# Confused!!! Marriage with wrong person



## Akr (May 1, 2013)

Hi,

I got married in Nov, 2010 with a person from my work place. Me and my husband worked in the same office, first he proposed me, I denied. After two years of his regular approaches and after seeing his soft behavior, love, compassion, I decided to marry this guy. We both are from different backgrounds, different cultures, different food habits, different lifestyles, but he told me that it hardly matters for him, after marriage, I can do whatever I want, he will never push anything on me as he loves me a lot. Before saying yes, I already confirmed about his culture, habits, and at that moment of time he told me that it hardly matters. He just wanted to marry me, and doesn't care about any culture, lifestyle or anything. I was totally convinced and taken decision that this is the right person for me and I said yes to the marriage. 

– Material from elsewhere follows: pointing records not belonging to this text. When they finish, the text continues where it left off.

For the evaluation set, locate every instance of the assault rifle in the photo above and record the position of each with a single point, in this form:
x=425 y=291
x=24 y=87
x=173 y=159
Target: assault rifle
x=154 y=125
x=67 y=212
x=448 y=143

The day I got married and reached at my in laws place, his behavior totally changed. His big brother's wife started degrading me by saying useless things, like in our culture this happens, that happens etc etc.. and my mother in law also started teaching me regarding her house rules, culture, and told me that I have to wear saree as I am a punjabi girl and we always wear suits. But I wore sarees as long as i was there (at in laws place).After engagement, my mil wanted me to do fast (vrat) according to their culture, I denied, at that moment of time , my husband also denied that I don't have to follow any rituals, and he told me that if I don't want to do this fast then no issues to him. But after marriage, suddenly my mil started forcing me to do the same fast, I denied before, at this moment, my husband didn't utter a word, and forcively, I did it. I told my husband that what's going on, I didn't like it as earlier he told me that he didn't care about any culture then why his parents or big b wife started teaching me their culture which is totally different, and it's not possible for me to convert completely as we agreed before , but he told me that I don't have to live with his parents, so do whatever they want and when we leave for Delhi, then do whatever you want. I said OK.. 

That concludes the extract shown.